Un panneau de son périple biographique, lié à son besoin d’aller si loin dans l’espace géographique, nous le montre en route, loin de l’Europe. Pour se rejoindre dans son propre espace intérieur, s’y trouver, s’y perdre, pour créer puis dépasser ses frontières. Cette quête spirituelle de l’auto portrait l’a mené tranquillement à son dernier grand tableau. D’où venons-nous ? Que sommes-nous ? Où allons-nous ? Gauguin explique dans une lettre à son ami Monfreid les circonstances de l’élaboration du tableau : « Il faut vous dire que ma résolution (de suicide) était bien prise pour le mois de décembre. Alors j’ai voulu, avant de mourir, peindre une grande toile que j’avais en tête et, durant tout le mois, j’ai travaillé jour et nuit dans une fièvre inouïe […].je crois que non seulement cette toile dépasse en valeur toutes les précédentes mais encore que je n’en ferais jamais une meilleure ni une semblable.
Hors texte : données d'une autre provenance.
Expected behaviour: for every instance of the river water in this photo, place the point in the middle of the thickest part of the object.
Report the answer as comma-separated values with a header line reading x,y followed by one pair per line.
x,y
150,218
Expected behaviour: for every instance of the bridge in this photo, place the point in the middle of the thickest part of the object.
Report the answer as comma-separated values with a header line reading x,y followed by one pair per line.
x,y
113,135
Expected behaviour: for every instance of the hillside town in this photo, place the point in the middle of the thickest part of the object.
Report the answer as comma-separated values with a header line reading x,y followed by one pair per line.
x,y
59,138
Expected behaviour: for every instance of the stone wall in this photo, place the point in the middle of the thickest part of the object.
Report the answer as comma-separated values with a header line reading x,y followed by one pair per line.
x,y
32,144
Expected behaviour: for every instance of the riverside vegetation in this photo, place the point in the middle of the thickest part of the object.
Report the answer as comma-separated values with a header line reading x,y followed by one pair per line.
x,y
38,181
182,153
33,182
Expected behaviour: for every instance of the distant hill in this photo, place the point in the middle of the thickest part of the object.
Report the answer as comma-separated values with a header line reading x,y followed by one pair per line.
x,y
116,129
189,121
J’y ai mis là, avant de mourir, toute mon énergie, une telle passion douloureuse dans des circonstances terribles et une vision tellement nette, sans correction, que le hâtif disparaît et que la vie surgit […]. https://fr.wikipedia.org/wiki/D%27o%C3%B9_venons-nous_%3F_Que_sommes-nous_%3F_O%C3%B9_allons-nous_%3F Il est mort quelque années plus tard portant une conscience de l’au-delà qui l’a maintenu vivant. Bien que ce tableau ait été absent de l’exposition, il était bien présent dans le sanctuaire intérieur de chacun(e) qui le connaissait.
Puis je marche ailleurs dans ce magnifique musée pour savourer les œuvres amies qui me saluent chacune au passage « Je me souviens de toi, tu t’es arrêté, tu m’as déjà vue plusieurs fois et aimée ». Puis marcher dans les rues d’Ottawa à travers les cônes oranges. Montréal est soudainement beaucoup plus proche. La construction fait loi…là dehors…
Dimanche, 25 août, Musée de la Nature.
Bain rafraîchissant de papillons vivants, danses nuptiales tourbillonnantes de couleurs, autour de soi, puis sur soi, si on a la chance d’être l’élu du couple de l’instant. Puis au 3e étage, les cristaux sortent lumineux des ténèbres de la terre ; j’aurais voulu tous les manger avec leurs couleurs si appétissantes. Ces petits chefs d’œuvre, en nous présentant leurs formes toutes ordonnées, nous font prendre conscience de l’imperfection et du désordre de nos actions humaines. Rien n’est plus beau que la nature, excepté l’être humain qui se crée soi-même à travers l’art social, à imaginer dans son possible visage tri-articulée. Inspiration pour de nouvelles prises de conscience responsables. Pour de nouvelles peintures, couleurs et formes, dégagées de la perfection. Pour créer du neuf.
Le voilà terminée ce pèlerinage de musées au sein duquel la voix de la conscience sociale, incontournable présence, me suit partout dans ma quête de beauté pour apprivoiser la laideur.